Express Kidnappings, Halted by Anti-Government Protests, Return to Venezuela

CARACAS – Express kidnappings made a big comeback in Venezuela during the final months of 2017 after being interrupted for four months by street protests against the government that paralyzed entire sectors of the country, while almost totally halting the kidnappers’ movements and operations, experts and those affected told EFE.

“Carrying out crimes like that requires escape routes, traffic that keeps moving, and when you have streets that are blocked, such crimes come up against an obstacle they can do nothing about,” EFE was told by Fermin Marmol, a criminal lawyer and security consultant who advises the families of kidnappers’ hostages in Venezuela.
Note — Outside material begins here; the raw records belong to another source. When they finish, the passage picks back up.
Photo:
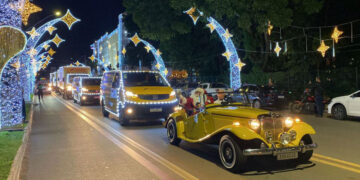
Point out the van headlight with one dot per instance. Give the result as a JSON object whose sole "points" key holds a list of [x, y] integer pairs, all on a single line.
{"points": [[254, 124], [289, 122], [131, 94], [172, 94]]}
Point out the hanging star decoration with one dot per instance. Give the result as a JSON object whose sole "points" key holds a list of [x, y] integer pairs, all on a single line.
{"points": [[323, 48], [92, 58], [227, 35], [158, 66], [240, 64], [69, 19], [270, 27], [135, 39], [227, 54], [33, 33], [57, 40], [158, 52], [32, 52], [148, 48], [51, 52], [211, 26], [191, 13], [29, 8], [123, 51], [46, 46], [277, 49], [50, 29], [336, 34]]}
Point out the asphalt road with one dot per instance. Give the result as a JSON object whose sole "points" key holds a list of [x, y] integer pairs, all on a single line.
{"points": [[69, 141]]}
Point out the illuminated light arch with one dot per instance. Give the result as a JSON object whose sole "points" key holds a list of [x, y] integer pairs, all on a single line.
{"points": [[230, 53]]}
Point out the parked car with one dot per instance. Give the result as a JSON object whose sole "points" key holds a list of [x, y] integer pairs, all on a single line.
{"points": [[343, 106], [266, 96], [86, 90], [242, 131], [214, 87], [135, 95]]}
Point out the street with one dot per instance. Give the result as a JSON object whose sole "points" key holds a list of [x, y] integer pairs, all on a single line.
{"points": [[69, 141]]}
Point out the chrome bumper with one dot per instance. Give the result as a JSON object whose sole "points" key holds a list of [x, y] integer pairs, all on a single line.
{"points": [[276, 151]]}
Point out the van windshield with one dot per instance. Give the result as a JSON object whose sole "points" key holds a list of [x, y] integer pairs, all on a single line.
{"points": [[143, 79], [91, 82]]}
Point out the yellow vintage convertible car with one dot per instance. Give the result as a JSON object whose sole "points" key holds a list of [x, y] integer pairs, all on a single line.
{"points": [[242, 131]]}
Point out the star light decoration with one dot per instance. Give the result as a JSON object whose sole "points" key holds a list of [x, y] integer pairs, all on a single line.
{"points": [[33, 33], [277, 49], [323, 48], [51, 52], [57, 40], [50, 29], [270, 27], [29, 8], [135, 39], [69, 19], [336, 34], [191, 13]]}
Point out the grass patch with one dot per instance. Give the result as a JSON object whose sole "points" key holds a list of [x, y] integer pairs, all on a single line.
{"points": [[9, 143]]}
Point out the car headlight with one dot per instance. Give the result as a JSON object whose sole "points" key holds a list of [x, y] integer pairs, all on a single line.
{"points": [[131, 94], [289, 122], [172, 94], [254, 124]]}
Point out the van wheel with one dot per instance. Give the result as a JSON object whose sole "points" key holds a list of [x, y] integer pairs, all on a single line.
{"points": [[105, 113], [231, 154], [172, 133]]}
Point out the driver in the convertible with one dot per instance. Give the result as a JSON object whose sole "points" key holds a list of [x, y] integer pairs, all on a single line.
{"points": [[221, 96]]}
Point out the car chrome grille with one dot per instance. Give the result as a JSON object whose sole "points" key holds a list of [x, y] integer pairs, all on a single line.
{"points": [[154, 97]]}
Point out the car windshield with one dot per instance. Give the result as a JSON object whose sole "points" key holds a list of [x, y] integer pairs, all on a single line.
{"points": [[71, 77], [143, 79], [91, 82]]}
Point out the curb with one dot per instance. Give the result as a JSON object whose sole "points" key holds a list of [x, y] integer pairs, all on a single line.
{"points": [[18, 160]]}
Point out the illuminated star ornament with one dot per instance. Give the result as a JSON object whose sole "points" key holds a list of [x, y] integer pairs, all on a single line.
{"points": [[227, 54], [33, 33], [211, 26], [270, 27], [323, 48], [69, 19], [123, 51], [135, 39], [50, 29], [277, 49], [148, 48], [92, 58], [191, 12], [158, 52], [51, 52], [29, 8], [227, 35], [57, 40], [240, 64], [336, 34]]}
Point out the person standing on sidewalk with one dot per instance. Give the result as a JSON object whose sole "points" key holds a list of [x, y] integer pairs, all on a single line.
{"points": [[318, 92], [40, 92]]}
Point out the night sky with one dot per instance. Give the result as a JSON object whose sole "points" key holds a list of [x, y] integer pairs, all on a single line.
{"points": [[97, 18]]}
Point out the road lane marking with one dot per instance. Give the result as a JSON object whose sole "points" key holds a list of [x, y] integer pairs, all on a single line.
{"points": [[336, 165], [182, 173]]}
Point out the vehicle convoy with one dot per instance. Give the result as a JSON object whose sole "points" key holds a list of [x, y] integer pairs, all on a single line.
{"points": [[343, 106], [136, 94], [241, 131], [66, 74], [86, 90]]}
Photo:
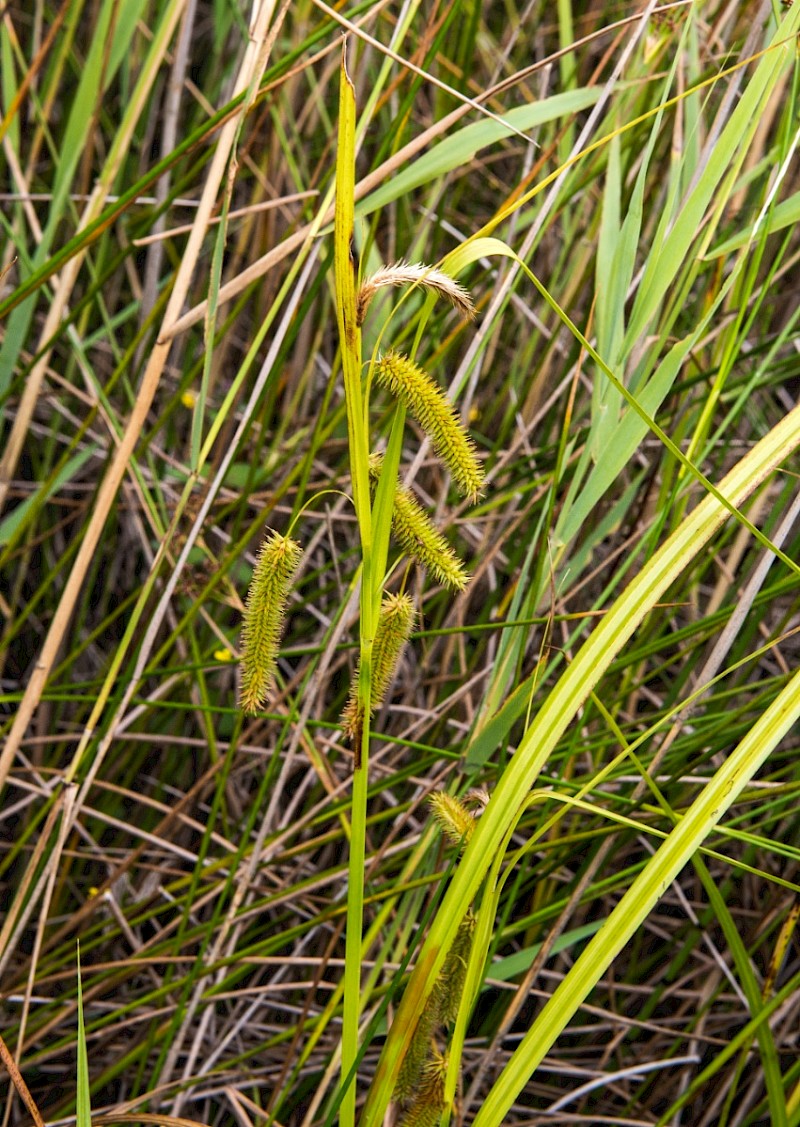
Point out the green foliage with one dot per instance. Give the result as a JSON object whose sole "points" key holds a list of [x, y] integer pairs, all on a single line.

“By the time the citizens’ protests ended, the criminal gangs were hungry,” Marmol said in reference to the demonstrations that between April and July filled streets in the principal cities with barricades and stopped those “express kidnappings,” abductions that last a few hours until a ransom is collected.

Their reemergence was felt strongly in Caracas in late November and early December, where in one month Marmol has a record of 80 people kidnapped.

Of those 80 victims, at least nine were seized in just half an hour by one of the three large gangs operating in the capital, which set up a fake traffic-control station with its members armed with rifles and wearing police uniforms.

The other hostages were caught by kidnappers in an SUV who intercepted them on back streets with little traffic or when coming off an expressway, and forced them to get in the criminals’ vehicle.

According to Marmol, kidnappers pick their victims by the kind of cars they drive, generally targeting luxury vehicles which indicate the possibility of charging a bigger ransom.

Once inside the kidnappers’ auto, the victim or victims are questioned aggressively, while their mobile phones and billfolds are studied to determine, through their photos, credit cards and contacts, how much money they can charge, almost always in cash and in dollars.

Then comes the key question: “Who wants you back alive?”